Histopathologic studies of ganglia undergoing the reactivation process of VZV revealed inflammation, necrosis, and disruption of the morphology of neuronal and non-neuronal cells [50]. A similar inflammation with nerve damage, and possible demyelization, is believed to occur in the trigeminal system following the replication of HSV, as suggested by several experimental studies [51-53]. In human, recent studies have clearly showed that despite the absence of clinical signs of ongoing HSV infection into the ocular tissues, some low-grade viral replication may persist in herpetic patients, as shown by the high rate of HSV shedding in the tears of asymptomatic patients [54]. Similarly, periodic episodes of subclinical VZV reactivation are known to occur in the trigeminal ganglia of VZV infected patients throughout their lifetime, serving as immune boosters that increase the cell-mediated immune response to VZV [12]. Furthermore, some viral DNA can still be present on the ocular surface several weeks after the onset of acute HZO and after chickenpox [55-58]. Finally, post-mortem human studies showed a chronic inflammation in the sensory system of patients with a history of HSV1 and VZV infection [59, 60].

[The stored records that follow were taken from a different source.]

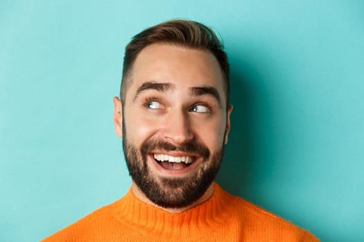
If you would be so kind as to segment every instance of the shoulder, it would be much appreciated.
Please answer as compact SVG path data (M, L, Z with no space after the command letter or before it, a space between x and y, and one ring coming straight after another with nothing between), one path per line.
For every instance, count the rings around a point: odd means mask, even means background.
M116 201L117 202L117 201ZM94 240L101 234L112 232L117 221L112 216L111 207L116 202L102 207L76 222L46 237L42 241L79 241Z
M309 231L240 197L235 198L239 216L247 225L245 230L248 227L256 234L263 231L264 236L284 241L318 241Z

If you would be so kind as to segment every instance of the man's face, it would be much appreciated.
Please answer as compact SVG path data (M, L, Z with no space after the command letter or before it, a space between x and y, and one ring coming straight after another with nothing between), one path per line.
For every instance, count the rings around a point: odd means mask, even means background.
M116 133L134 183L154 203L183 207L215 178L227 140L223 77L207 50L153 44L137 56Z

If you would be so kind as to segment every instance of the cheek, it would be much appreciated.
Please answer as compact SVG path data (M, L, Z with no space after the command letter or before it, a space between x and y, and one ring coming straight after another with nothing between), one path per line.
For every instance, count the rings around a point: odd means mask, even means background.
M130 111L124 115L127 138L135 144L143 142L158 130L158 122L146 118L141 112Z
M224 143L226 124L223 119L195 122L193 131L198 138L211 151L221 149Z

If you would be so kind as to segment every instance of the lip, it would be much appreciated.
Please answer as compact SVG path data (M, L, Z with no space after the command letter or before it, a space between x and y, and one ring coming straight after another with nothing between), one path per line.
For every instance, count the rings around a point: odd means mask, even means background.
M189 167L184 168L182 169L177 169L177 170L171 170L164 168L162 166L161 166L159 164L155 161L153 157L154 153L162 153L165 155L172 156L194 156L195 157L195 161ZM154 151L153 153L149 153L148 156L149 159L152 161L152 163L153 166L155 167L155 169L157 171L164 176L178 176L178 175L186 175L187 174L190 173L192 170L195 169L195 167L201 162L202 158L200 156L191 156L191 154L183 153L183 152L178 152L178 151L171 151L171 152L166 152L166 151Z

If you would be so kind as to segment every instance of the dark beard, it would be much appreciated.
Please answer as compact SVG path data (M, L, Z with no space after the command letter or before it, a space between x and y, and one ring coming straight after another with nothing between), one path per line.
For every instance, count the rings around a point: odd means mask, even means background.
M124 122L123 122L124 123ZM215 179L220 168L224 145L210 155L207 147L194 141L175 147L160 140L147 140L140 149L128 142L123 127L123 148L129 174L140 190L153 203L165 208L180 208L196 202ZM156 177L147 164L147 156L153 150L180 151L201 156L200 167L191 176L183 178Z

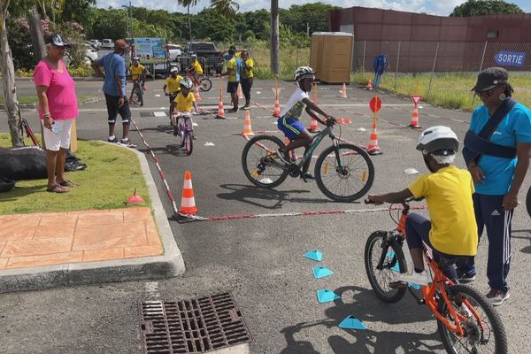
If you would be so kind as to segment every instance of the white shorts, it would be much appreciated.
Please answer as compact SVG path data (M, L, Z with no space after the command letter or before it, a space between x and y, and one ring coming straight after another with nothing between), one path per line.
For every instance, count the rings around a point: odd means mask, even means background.
M44 144L46 150L50 151L58 151L59 148L69 149L70 148L70 130L72 128L72 122L73 119L58 119L54 120L52 127L55 129L60 129L58 134L55 134L50 129L44 127L44 120L41 120L42 125L42 130L44 134Z

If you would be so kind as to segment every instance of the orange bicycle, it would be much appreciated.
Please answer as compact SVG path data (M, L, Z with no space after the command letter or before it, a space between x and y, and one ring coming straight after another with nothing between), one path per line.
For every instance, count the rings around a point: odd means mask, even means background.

Taken together, the previously published data and our results may provide an explanation for the fact that some neurotrophic keratitis become clinically significant several months after the acute phase of the disease, arguing for a continuous process of nerve injury due to ongoing inflammation related to continuous viral triggering. This point should be clarified by a prospective follow-up of patients using esthesiometry and DTI imaging over time.

As a conclusion, DTI permitted us to show that HSV and VZV unilateral corneal diseases are associated with both a loss of corneal sensitivity and a modification in the architecture and functionality of the trigeminal fibers connected to the affected eye. This could either reflect a sequel from the acute phase of the disease or an ongoing process due to continuous low-grade viral replication in the trigeminal neurons. In both cases, these data emphasize the need for preventive treatments with the aim of reducing the nerve injury, and thus the rate of late-stage corneal complications.